Wi-Fi will grow up in 2004


15 Oct 2003

Wireless local area networking, otherwise known as Wi-Fi, will mature in 2004, growing from being an enthusiasts’ niche product to becoming a fully fledged commercial proposition for business and consumer users, according to industry watcher Ovum.

Richard Dineen, a research director with Ovum, said that the 802.11x (wireless standard) family is gaining respectability. “With maturity supposedly comes respectability and blue-chip vendors like Cisco and Intel are beginning to impose order on this fragmented, chaotic market with high-profile initiatives,” he said. “Intel’s Centrino mobile technology has propelled wireless LAN into the public consciousness, due not least to a US$300m global marketing splurge. Cisco now looks set to dominate both enterprise and residential WiFi equipment with its CCX compatibility program and its March 2003 acquisition of leading home vendor Linksys.”

Dineen added that established telecoms operators – both fixed-line and wireless – are also gradually bringing their influence to bear, forming international co-operation agreements such as the Wireless Broadband Alliance (WBA). The WBA serves the dual purpose of ensuring multilateral service interoperability among members, but also turning up the competitive heat on upstart wireless internet service providers (WISPs) who cannot match its collective carrier-grade resources. “2004 will be a year of continued consolidation: the current landscape of some 150-plus Wi-Fi infrastructure vendors will necessarily be reduced with technological or process innovation being the criteria for survival and success among the small-fry,” said Dineen.

“Having enjoyed three years of unopposed hype, 2003 saw the first dissenting voices surrounding the public Wi-Fi business case. Doubters have begun to question the prospect of earning hard return on investment from deploying hotspot networks, rounding particularly on the poor scalability of current Wi-Fi technology and high recurring costs for back haul. Either way, there has been little hard evidence so far to prove the evangelists or the naysayers right or wrong,” he continued.

“In 2004, as more devices are enabled and services mature, we will gain better understanding of Wi-Fi’s credentials to provide wireless Internet and corporate remote access to a larger, broader market. In 2004, as testing and experimentation with roaming, service levels, tariff plans and payment options converge towards what one might consider ‘best practice’, we will then confidently be able to assess Wi-Fi’s long-term commercial prospects. No one has a crystal ball (apart from Harry Potter, perhaps), but I’m on the side of the optimists,” Dineen said.

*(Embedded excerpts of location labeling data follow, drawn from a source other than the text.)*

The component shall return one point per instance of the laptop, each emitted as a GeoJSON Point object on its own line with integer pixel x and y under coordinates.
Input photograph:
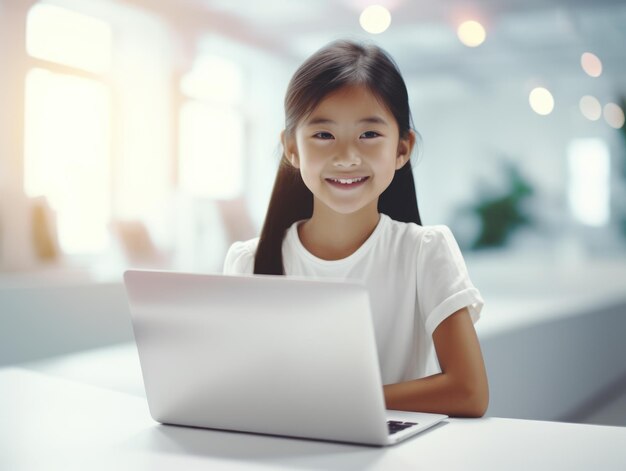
{"type": "Point", "coordinates": [263, 354]}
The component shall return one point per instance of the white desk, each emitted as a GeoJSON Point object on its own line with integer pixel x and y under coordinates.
{"type": "Point", "coordinates": [50, 423]}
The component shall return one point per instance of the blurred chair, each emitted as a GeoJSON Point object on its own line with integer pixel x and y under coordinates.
{"type": "Point", "coordinates": [137, 245]}
{"type": "Point", "coordinates": [236, 218]}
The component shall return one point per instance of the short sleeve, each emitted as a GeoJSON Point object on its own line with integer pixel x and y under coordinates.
{"type": "Point", "coordinates": [443, 284]}
{"type": "Point", "coordinates": [240, 258]}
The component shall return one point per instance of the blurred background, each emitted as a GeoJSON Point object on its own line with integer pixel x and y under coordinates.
{"type": "Point", "coordinates": [145, 133]}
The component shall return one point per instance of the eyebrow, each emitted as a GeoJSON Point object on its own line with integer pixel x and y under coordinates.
{"type": "Point", "coordinates": [368, 119]}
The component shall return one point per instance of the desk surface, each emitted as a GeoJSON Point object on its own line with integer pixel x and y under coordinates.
{"type": "Point", "coordinates": [54, 423]}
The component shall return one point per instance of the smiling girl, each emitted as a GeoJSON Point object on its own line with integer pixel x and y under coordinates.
{"type": "Point", "coordinates": [344, 206]}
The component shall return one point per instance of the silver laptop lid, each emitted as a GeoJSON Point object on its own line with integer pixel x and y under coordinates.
{"type": "Point", "coordinates": [259, 354]}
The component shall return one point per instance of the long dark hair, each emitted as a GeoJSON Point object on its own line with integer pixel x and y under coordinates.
{"type": "Point", "coordinates": [335, 66]}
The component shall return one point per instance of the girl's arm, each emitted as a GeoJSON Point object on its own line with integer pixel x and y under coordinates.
{"type": "Point", "coordinates": [461, 388]}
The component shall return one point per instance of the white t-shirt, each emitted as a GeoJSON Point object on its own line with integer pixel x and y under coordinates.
{"type": "Point", "coordinates": [416, 277]}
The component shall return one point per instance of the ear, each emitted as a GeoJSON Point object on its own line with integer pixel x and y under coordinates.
{"type": "Point", "coordinates": [405, 147]}
{"type": "Point", "coordinates": [290, 151]}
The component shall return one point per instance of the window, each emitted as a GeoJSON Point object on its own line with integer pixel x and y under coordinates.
{"type": "Point", "coordinates": [212, 129]}
{"type": "Point", "coordinates": [67, 123]}
{"type": "Point", "coordinates": [589, 177]}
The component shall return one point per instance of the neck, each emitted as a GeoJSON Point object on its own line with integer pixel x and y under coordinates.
{"type": "Point", "coordinates": [332, 236]}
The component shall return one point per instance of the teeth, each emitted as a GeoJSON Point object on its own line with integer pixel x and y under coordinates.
{"type": "Point", "coordinates": [347, 181]}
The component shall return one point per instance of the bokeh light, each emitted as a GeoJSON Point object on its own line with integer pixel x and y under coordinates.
{"type": "Point", "coordinates": [471, 33]}
{"type": "Point", "coordinates": [541, 101]}
{"type": "Point", "coordinates": [590, 107]}
{"type": "Point", "coordinates": [375, 19]}
{"type": "Point", "coordinates": [614, 115]}
{"type": "Point", "coordinates": [591, 64]}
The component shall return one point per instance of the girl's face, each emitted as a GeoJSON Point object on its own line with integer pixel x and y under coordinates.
{"type": "Point", "coordinates": [348, 150]}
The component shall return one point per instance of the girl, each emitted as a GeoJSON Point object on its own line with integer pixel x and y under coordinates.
{"type": "Point", "coordinates": [344, 206]}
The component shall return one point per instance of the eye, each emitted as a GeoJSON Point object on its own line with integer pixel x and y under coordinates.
{"type": "Point", "coordinates": [370, 134]}
{"type": "Point", "coordinates": [323, 135]}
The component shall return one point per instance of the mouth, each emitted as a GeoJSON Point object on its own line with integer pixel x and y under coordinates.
{"type": "Point", "coordinates": [347, 182]}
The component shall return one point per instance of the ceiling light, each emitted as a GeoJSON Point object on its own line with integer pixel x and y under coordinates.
{"type": "Point", "coordinates": [471, 33]}
{"type": "Point", "coordinates": [614, 115]}
{"type": "Point", "coordinates": [591, 64]}
{"type": "Point", "coordinates": [375, 19]}
{"type": "Point", "coordinates": [541, 101]}
{"type": "Point", "coordinates": [590, 107]}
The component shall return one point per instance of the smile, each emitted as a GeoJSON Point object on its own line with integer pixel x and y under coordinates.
{"type": "Point", "coordinates": [347, 181]}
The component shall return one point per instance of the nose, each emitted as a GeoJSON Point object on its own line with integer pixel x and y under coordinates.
{"type": "Point", "coordinates": [347, 157]}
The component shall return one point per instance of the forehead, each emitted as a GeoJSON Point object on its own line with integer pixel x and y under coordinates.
{"type": "Point", "coordinates": [351, 103]}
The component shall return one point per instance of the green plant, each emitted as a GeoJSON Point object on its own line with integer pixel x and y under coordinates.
{"type": "Point", "coordinates": [501, 215]}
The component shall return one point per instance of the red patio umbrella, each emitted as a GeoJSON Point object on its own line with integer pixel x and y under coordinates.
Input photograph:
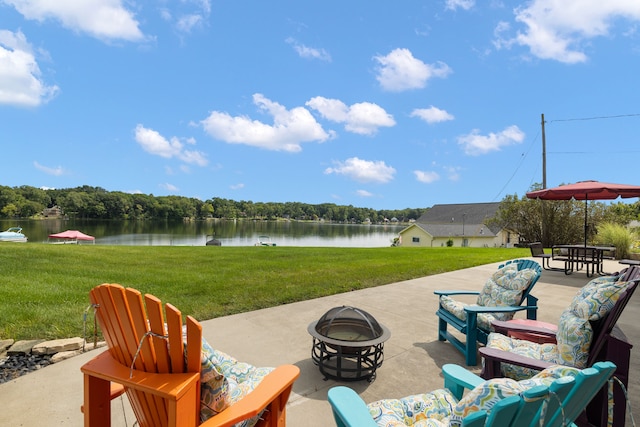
{"type": "Point", "coordinates": [586, 190]}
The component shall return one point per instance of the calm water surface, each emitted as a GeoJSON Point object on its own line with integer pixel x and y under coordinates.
{"type": "Point", "coordinates": [229, 233]}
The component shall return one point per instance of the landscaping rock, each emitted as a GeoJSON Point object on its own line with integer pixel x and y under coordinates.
{"type": "Point", "coordinates": [57, 346]}
{"type": "Point", "coordinates": [64, 355]}
{"type": "Point", "coordinates": [22, 347]}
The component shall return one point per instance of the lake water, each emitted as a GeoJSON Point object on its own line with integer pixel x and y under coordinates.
{"type": "Point", "coordinates": [229, 233]}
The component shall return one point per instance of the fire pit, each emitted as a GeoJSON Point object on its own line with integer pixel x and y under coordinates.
{"type": "Point", "coordinates": [348, 344]}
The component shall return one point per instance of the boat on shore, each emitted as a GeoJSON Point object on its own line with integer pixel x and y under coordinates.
{"type": "Point", "coordinates": [264, 241]}
{"type": "Point", "coordinates": [13, 234]}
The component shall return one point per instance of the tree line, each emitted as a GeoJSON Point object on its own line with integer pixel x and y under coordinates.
{"type": "Point", "coordinates": [88, 202]}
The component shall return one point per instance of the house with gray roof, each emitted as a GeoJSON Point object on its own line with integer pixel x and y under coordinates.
{"type": "Point", "coordinates": [462, 224]}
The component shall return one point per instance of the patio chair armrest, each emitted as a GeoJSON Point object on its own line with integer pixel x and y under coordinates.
{"type": "Point", "coordinates": [274, 389]}
{"type": "Point", "coordinates": [499, 309]}
{"type": "Point", "coordinates": [348, 408]}
{"type": "Point", "coordinates": [457, 379]}
{"type": "Point", "coordinates": [170, 386]}
{"type": "Point", "coordinates": [441, 292]}
{"type": "Point", "coordinates": [504, 327]}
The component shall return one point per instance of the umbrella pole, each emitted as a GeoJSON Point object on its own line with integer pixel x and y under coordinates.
{"type": "Point", "coordinates": [586, 205]}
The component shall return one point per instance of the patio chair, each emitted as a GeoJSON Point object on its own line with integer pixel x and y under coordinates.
{"type": "Point", "coordinates": [585, 334]}
{"type": "Point", "coordinates": [537, 251]}
{"type": "Point", "coordinates": [172, 377]}
{"type": "Point", "coordinates": [555, 397]}
{"type": "Point", "coordinates": [502, 296]}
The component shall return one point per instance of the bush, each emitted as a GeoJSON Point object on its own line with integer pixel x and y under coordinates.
{"type": "Point", "coordinates": [610, 234]}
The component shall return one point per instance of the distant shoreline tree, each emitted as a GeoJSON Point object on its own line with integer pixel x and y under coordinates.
{"type": "Point", "coordinates": [88, 202]}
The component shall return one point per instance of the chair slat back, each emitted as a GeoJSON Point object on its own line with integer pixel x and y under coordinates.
{"type": "Point", "coordinates": [522, 265]}
{"type": "Point", "coordinates": [536, 249]}
{"type": "Point", "coordinates": [138, 336]}
{"type": "Point", "coordinates": [602, 328]}
{"type": "Point", "coordinates": [588, 382]}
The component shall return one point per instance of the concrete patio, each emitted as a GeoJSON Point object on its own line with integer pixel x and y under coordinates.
{"type": "Point", "coordinates": [412, 356]}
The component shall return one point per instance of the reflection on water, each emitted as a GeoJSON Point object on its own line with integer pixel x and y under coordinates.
{"type": "Point", "coordinates": [229, 233]}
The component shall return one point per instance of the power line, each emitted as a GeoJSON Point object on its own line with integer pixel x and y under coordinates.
{"type": "Point", "coordinates": [595, 118]}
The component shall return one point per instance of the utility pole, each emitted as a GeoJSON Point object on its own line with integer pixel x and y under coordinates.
{"type": "Point", "coordinates": [544, 156]}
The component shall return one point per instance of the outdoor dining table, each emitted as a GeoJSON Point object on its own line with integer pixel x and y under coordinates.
{"type": "Point", "coordinates": [577, 257]}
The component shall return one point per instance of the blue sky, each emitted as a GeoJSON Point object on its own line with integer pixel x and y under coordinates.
{"type": "Point", "coordinates": [377, 104]}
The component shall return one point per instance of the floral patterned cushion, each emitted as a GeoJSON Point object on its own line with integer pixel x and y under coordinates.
{"type": "Point", "coordinates": [420, 410]}
{"type": "Point", "coordinates": [574, 334]}
{"type": "Point", "coordinates": [503, 288]}
{"type": "Point", "coordinates": [440, 408]}
{"type": "Point", "coordinates": [546, 352]}
{"type": "Point", "coordinates": [224, 381]}
{"type": "Point", "coordinates": [591, 303]}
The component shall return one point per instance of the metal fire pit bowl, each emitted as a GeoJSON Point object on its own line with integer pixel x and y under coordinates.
{"type": "Point", "coordinates": [348, 344]}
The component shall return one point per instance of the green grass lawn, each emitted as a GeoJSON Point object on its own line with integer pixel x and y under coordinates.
{"type": "Point", "coordinates": [44, 288]}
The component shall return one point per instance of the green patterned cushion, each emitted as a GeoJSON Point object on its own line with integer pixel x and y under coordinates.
{"type": "Point", "coordinates": [591, 303]}
{"type": "Point", "coordinates": [574, 334]}
{"type": "Point", "coordinates": [420, 410]}
{"type": "Point", "coordinates": [547, 352]}
{"type": "Point", "coordinates": [224, 381]}
{"type": "Point", "coordinates": [487, 394]}
{"type": "Point", "coordinates": [506, 289]}
{"type": "Point", "coordinates": [440, 408]}
{"type": "Point", "coordinates": [503, 288]}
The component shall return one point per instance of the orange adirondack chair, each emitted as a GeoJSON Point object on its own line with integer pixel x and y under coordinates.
{"type": "Point", "coordinates": [148, 359]}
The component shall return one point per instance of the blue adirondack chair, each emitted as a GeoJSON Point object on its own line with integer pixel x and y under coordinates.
{"type": "Point", "coordinates": [497, 301]}
{"type": "Point", "coordinates": [557, 403]}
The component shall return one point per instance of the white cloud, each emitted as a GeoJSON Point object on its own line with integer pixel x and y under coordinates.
{"type": "Point", "coordinates": [290, 128]}
{"type": "Point", "coordinates": [432, 115]}
{"type": "Point", "coordinates": [20, 78]}
{"type": "Point", "coordinates": [187, 22]}
{"type": "Point", "coordinates": [363, 170]}
{"type": "Point", "coordinates": [560, 29]}
{"type": "Point", "coordinates": [462, 4]}
{"type": "Point", "coordinates": [152, 142]}
{"type": "Point", "coordinates": [453, 172]}
{"type": "Point", "coordinates": [362, 118]}
{"type": "Point", "coordinates": [57, 171]}
{"type": "Point", "coordinates": [309, 52]}
{"type": "Point", "coordinates": [475, 144]}
{"type": "Point", "coordinates": [426, 177]}
{"type": "Point", "coordinates": [103, 19]}
{"type": "Point", "coordinates": [399, 71]}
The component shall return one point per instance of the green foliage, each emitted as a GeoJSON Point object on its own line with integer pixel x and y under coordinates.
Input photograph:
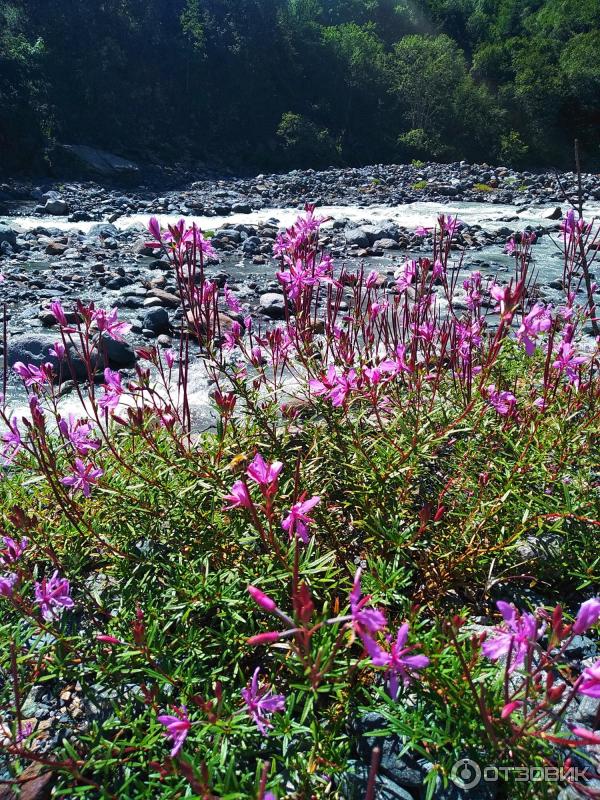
{"type": "Point", "coordinates": [467, 74]}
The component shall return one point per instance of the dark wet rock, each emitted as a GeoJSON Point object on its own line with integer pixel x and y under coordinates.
{"type": "Point", "coordinates": [352, 785]}
{"type": "Point", "coordinates": [119, 354]}
{"type": "Point", "coordinates": [91, 160]}
{"type": "Point", "coordinates": [273, 305]}
{"type": "Point", "coordinates": [556, 214]}
{"type": "Point", "coordinates": [56, 248]}
{"type": "Point", "coordinates": [31, 348]}
{"type": "Point", "coordinates": [357, 237]}
{"type": "Point", "coordinates": [56, 206]}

From a technology point of view, 2004 will not be a typical year of standards in-fighting, he claimed. “Instead we will see the arrival of two key technology developments to the basic 802.11x standards. Firstly 802.11i promises to shore up most of the lingering doubts about Wi-Fi security, offering port-based authentication (802.1x/EAP) and stronger encryption algorithms (AES). This should help re-ignite Wi-Fi growth in the enterprise which has been fairly flat over the past year. Furthermore the 802.11e MAC enhancement will overlay 802.11b/g/a standards to support multimedia streams, interactive games and, perhaps most interestingly, voice over IP services,” he pointed out.

“802.11i and 802.11e together will patch up the two really glaring holes in Wi-Fi’s armour and the latter potentially opens up interesting commercial avenues for WLAN in the home and enterprise markets. For those vendors focusing on public Wi-Fi, commercialisation of ‘vertical’ handover technology to facilitate dual mode cellular/Wi-Fi roaming and work to increase the range of 802.11x access points will be crucial development goals for 2004 and beyond,” Dineen concluded.